As events turned out, after the judge so concluded the Court of Appeal gave judgment in Grimme v Scott [2010] EWCA Civ 1110 where it clarified the scope and proper interpretation of s.60(2), including the requirement of knowledge. It held:

i) The question is what the supplier knows or ought to know about the intention of the person who is in a position to put the invention into effect – the person at the end of the supply chain.

ii) It is enough if the supplier knows (or it is obvious to a reasonable person in the circumstances) that some ultimate users will intend to use or adapt the "means" so as to infringe.

iii) There is no requirement that the intention of the individual ultimate user must be known to the defendant at the moment of the alleged infringement.

iv) Whilst it is the intention of the ultimate user which matters, a future intention of a future ultimate user is enough if that is what one would expect in all the circumstances.

v) The knowledge and intention requirements are satisfied if, at the time of supply or offer to supply, the supplier knows, or it obvious to a reasonable person in the circumstances, that ultimate users will intend to put the invention into effect. This has to be proved on the usual standard of the balance of probabilities. It is not enough merely that the means are suitable for putting the invention into effect (for that is a separate requirement), but it is likely to be the case where the supplier proposes or recommends or even indicates the possibility of such use in his promotional material. 

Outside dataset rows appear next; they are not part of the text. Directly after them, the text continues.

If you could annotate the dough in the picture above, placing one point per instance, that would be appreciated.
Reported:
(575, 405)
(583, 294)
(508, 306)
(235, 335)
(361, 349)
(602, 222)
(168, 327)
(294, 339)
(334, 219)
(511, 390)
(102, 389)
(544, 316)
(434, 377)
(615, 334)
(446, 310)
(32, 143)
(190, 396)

Applying these principles the Court of Appeal concluded that S&N had infringed because it was probable that from time to time some medical personnel using the GO system would have clamped the end of the inlet tube when changing the canister. Further, it would have been obvious to a reasonable person supplying GO canisters that that this would be likely to occur.

On the issue of validity, S&N raised two questions: first, whether it was obvious in 1994 to use reticulated foam as the dressing for NPWT - the alleged invention of claim 5 of the '504 patent and claim 8 of the '950 patent; second, whether it was obvious in 1994 to put a gelling agent in the canister to prevent spillage of liquid – the alleged invention of claim 7 of the '950 patent.  In spite of the Biogen principle (an appellate court should be very cautious in differing from the judge's evaluation where the application of a legal standard such as negligence or obviousness involves no question of principle but is simply a matter of degree) the Court of Appeal allowed these questions to be raised and allowed the appeal from the finding of validity of claim 7 of the ‘950 patent; but rejected the appeal in relation to the claim 5 of the ‘504 patent (which was not infringed) and claim 8 of the ‘950 patent.  This left S&N with a finding of contributory infringement of claim 8 of the ‘950 patent.